RDC : manifestation de l’opposition contre la réforme dégénère à Kinshasa.
La coalition « C64 », regroupant des leaders de l’opposition comme Martin Fayulu et Delly Sesanga, a organisé une manifestation le 12 juin pour contester le projet de révision de la Constitution. D’après le parti de Jean-Marc Kabund, 189 blessés graves ont été recensés, tandis que le gouvernement provincial évoque 20 blessés légers, incluant 15 policiers et 5 manifestants.
La manifestation a été organisée par les principaux leaders de l’opposition au président Félix Tshisekedi, qui se sont réunis le 19 mai dernier sous la bannière de la « Coalition Article 64 » (C64). Ce nom fait référence à l’article de la Constitution qui stipule que « tout Congolais a le devoir de faire échec à tout individu ou groupe d’individus qui prend le pouvoir par la force ou qui l’exerce en violation des dispositions de la présente Constitution ». Cette plateforme regroupe des figures majeures de l’opposition active à Kinshasa, comme Martin Fayulu, Jean Marc Kabund, Delly Sesanga, ainsi que Moïse Katumbi, actuellement en exil. Bien que la coalition ne dispose que d’une faible représentation à l’Assemblée nationale, où plus de 400 sièges sur 500 sont occupés par des députés de la majorité présidentielle, elle semble déterminée à faire entendre sa voix dans la rue face au projet de révision de la Constitution actuellement en cours d’examen.
Le 3 juin, la coalition C64 a appelé la population de Kinshasa à rester chez elle pour exprimer son opposition à ce projet de révision de la loi fondamentale. Cette opération « ville morte », qui a été relativement suivie dans plusieurs quartiers de la capitale, devait se poursuivre le vendredi 12 juin par un sit-in que les opposants souhaitaient organiser devant le Parlement. Toutefois, les autorités provinciales avaient refusé cet itinéraire, demandant aux leaders de l’opposition de modifier le lieu du rassemblement.

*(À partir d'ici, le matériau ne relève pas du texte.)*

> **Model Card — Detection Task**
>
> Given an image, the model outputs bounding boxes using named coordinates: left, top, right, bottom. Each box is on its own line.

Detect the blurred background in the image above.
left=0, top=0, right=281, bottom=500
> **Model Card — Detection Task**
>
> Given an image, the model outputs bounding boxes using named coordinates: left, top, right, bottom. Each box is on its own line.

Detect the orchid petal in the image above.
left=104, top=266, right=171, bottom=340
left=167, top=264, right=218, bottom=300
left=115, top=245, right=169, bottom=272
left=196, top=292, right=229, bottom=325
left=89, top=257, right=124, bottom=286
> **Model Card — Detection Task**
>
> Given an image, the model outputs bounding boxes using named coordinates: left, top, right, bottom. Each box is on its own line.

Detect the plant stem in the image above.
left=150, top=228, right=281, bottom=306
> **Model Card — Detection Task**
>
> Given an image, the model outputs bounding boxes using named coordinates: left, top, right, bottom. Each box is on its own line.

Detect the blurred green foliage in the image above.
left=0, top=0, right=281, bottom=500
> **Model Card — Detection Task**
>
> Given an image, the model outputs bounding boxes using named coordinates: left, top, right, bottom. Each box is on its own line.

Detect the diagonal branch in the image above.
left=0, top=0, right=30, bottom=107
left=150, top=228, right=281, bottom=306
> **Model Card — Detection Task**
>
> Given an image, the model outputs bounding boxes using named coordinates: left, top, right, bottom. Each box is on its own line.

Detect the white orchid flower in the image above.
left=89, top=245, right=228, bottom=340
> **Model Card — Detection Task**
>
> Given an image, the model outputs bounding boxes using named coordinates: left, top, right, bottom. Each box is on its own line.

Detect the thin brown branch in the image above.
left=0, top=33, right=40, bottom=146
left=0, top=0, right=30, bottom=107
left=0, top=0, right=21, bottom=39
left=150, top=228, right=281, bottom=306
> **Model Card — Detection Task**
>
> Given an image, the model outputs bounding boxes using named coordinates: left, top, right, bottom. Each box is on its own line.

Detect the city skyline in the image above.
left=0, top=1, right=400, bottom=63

« La police nous a accueillis avec des gaz lacrymogènes, des coups de matraques et même des tirs de balles caoutchouc », a déclaré Martin Fayulu, membre de la coalition C64. Il a expliqué : « Après la réussite de notre opération « ville morte », nous avions annoncé au gouverneur de Kinshasa que nous organiserions ce 12 juin un sit-in devant le Palais du Peuple (le Parlement, ndlr). Arrivés sur place, la police nous a accueillis avec des gaz lacrymogènes, des coups de matraques et même des tirs de balles caoutchouc. Delly Sesanga a été blessé à la jambe par un de ces tirs et j’ai moi-même reçu un coup de matraque sur la tête. Nous déplorons également la mort de deux de nos militants. » Ce bilan n’a pas été confirmé officiellement.
Le parti de Jean-Marc Kabund, l’Alliance pour le changement, également membre de la coalition C64, a rapporté 189 blessés graves. En revanche, le gouvernement provincial de Kinshasa a évoqué 20 blessés légers, dont 15 policiers et 5 manifestants. La vice-ministre de l’Intérieur, Eugénie Tshiela Kamba, a même accusé l’opposition de s’être livrée à « une mise en scène » en utilisant du sang d’animaux pour feindre leurs blessures, précisant que « les droits humains sont pleinement garantis en République démocratique du Congo depuis l’avènement du Président Félix Tshisekedi à la magistrature suprême ».
Quelques jours plus tard, l’Assemblée nationale a adopté une proposition de loi facilitant l’organisation d’un référendum pour modifier la Constitution, avec 348 voix pour, 2 contre et une abstention. Il s’agissait d’une formalité dans un hémicycle composé à 90 % de députés de la majorité, où le principal groupe d’opposition a choisi de suspendre sa participation aux travaux ces dernières semaines. La « Coalition Article 64 » avait alors annoncé qu’elle intensifierait sa mobilisation avec un sit-in prévu le 12 juin.
Félix Tshisekedi, qui a célébré ses 63 ans le samedi 13 juin, conclura officiellement son second mandat en 2028. Il a déjà laissé entendre que le prochain scrutin pourrait être reporté en raison de la situation sécuritaire dans l’est du pays, où les rebelles de l’AFC/M23, soutenus par le Rwanda, occupent de larges territoires dans les provinces du Nord et du Sud Kivu.